A total 894 journalists have been dismissed from work since the beginning of 2016, according to a fresh report by Press For Freedom, a project funded by Britain’s Bilateral Program, which produces monthly, quarterly and yearly reports on the state of media freedoms in Turkey, the Hurriyet Daily News reports.
The report, whose findings were announced at a press conference on May 14, displayed a gloomy picture of the deteriorating state of press freedoms in Turkey.
Two newspapers and a news agency have been “silenced” with the appointment of a trustee panel due to “strong evidence” of links to the Gülen movement, followers of U.S.-based Islamic scholar Fethullah Gülen, an ally-turned-foe of the ruling Justice and Development Party (AKP) government and President Recep Tayyip Erdoğan, the report said.
At least 160 journalists were laid off in Turkey in April, increasing the number of discharged journalists to a total 894 over the first quarter of 2016, the report said.
The research also noted some 104,904 websites were blocked while access has been denied to the website of the Dicle News Agency (DİHA) 37 times since the general elections on June 7, 2015. Thirteen of the agency’s journalists are also current under arrest.
Violence targeting members of the press also rose over the same period, as a total 200 attacks were reported against journalists, including 21 against media institutions. A fourth Syrian journalist, Zahir al-Sherqat, was killed in April by suspected militants of the Islamic State of Iraq and the Levant (ISIL), prompting the Vienna-based International Press Institute (IPI) to call on the Turkish government to take serious measures against ISIL violence on Turkish soil.

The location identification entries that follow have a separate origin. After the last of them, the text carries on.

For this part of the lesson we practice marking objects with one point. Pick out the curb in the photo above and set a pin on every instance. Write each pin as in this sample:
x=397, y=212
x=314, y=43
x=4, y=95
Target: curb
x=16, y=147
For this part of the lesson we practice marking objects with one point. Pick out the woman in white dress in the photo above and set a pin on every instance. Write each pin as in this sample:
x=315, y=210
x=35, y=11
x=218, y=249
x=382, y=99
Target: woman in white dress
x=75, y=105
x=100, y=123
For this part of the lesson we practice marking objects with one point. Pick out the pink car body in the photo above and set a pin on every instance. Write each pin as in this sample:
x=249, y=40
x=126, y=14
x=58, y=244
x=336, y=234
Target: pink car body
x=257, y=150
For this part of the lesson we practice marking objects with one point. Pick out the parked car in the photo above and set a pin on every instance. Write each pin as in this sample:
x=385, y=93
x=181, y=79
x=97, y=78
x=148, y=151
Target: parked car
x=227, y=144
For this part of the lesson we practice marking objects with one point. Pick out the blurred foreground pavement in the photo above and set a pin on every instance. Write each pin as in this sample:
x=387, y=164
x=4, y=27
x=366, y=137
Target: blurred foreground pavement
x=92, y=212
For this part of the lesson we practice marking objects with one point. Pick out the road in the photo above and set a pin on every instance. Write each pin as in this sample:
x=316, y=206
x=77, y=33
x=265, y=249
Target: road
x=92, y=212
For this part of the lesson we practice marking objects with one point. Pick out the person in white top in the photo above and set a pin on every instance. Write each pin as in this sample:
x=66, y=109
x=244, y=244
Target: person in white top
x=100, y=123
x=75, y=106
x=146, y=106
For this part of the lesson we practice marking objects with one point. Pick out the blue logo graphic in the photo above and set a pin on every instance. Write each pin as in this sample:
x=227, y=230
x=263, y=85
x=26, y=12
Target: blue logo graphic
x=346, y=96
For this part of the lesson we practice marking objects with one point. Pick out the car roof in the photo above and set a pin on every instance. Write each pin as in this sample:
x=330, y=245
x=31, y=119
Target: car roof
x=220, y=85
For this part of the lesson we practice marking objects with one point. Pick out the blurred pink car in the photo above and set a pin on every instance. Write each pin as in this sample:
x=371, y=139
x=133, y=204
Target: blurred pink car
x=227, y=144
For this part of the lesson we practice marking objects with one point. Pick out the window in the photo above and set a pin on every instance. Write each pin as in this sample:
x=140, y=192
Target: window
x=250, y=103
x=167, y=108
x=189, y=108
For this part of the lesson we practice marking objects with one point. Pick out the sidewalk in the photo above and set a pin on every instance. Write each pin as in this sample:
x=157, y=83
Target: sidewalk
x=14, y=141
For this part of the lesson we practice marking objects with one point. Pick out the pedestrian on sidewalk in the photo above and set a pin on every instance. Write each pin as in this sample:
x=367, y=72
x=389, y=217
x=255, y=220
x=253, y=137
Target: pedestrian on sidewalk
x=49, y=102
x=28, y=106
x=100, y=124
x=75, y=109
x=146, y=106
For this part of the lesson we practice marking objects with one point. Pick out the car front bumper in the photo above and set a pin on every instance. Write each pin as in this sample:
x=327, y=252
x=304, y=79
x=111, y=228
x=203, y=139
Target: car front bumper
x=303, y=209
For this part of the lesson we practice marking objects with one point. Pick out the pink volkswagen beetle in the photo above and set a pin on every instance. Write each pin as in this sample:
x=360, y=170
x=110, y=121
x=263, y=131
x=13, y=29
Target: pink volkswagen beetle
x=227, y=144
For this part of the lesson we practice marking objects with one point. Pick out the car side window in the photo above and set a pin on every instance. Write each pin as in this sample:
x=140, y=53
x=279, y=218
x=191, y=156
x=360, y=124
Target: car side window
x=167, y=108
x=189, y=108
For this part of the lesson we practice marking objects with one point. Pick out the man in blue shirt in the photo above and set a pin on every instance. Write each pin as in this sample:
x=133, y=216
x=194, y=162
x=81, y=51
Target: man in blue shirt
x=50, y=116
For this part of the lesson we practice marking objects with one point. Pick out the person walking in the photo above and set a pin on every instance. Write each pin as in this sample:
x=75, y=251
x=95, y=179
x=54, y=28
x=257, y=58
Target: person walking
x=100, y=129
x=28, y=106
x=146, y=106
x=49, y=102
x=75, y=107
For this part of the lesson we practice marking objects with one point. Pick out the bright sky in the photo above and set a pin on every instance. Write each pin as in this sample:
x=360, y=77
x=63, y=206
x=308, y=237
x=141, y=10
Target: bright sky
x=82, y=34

Meanwhile, a total of 33 reporters were detained between January and April 2016, 13 investigations were launched against journalists while 12 journalists were brought before court. Over the same period, 12 journalists faced charges over “insulting the president.”
In the report, Press For Freedom highlighted the situation of daily Cumhuriyet Editor-in-Chief Can Dündar and Ankara bureau chief Erdem Gül, as an Istanbul court sentenced the journalists to five years in prison for “leaking state secrets” on May 6, hours after Dündar escaped unharmed from an armed attack in front of Istanbul’s Çağlayan courthouse.
“Journalists chase news. Treating journalists and newspaper managers, who search for, write and publish news, as ‘terrorists’ or ‘spies’ displays the state of freedoms in the country in question,” the report said, also criticizing a lack of safety for reporters in Turkey’s southeastern provinces where operations against the outlawed Kurdistan Workers’ Party (PKK) have been continuing for months.
Speaking during the event, Turkish Journalists Association (TGC) chair Nazmi Bilgin stressed the importance of press freedoms to enable a modern, democratic society.
“Freedom is a must for freedom and freedom a must for the press,” he said, adding citizens’ involvement in politics and the operability of the right to information is only possible via a free media.
Meanwhile, Yusuf Kanlı, the coordinator of the project who is also a columnist for the Hürriyet Daily News, said it was not possible to speak of a democracy where opposition voices are being silenced, censorship is common and press freedoms are under pressure.
Turkey has been classified as a “not free” country by U.S.-based think tank Freedom House’s press freedom reports since 2014, when its status deteriorated from “partly free” due to the treatment of journalists during the widespread Gezi Park protests and the backlash against their coverage of corruption probes in 2013.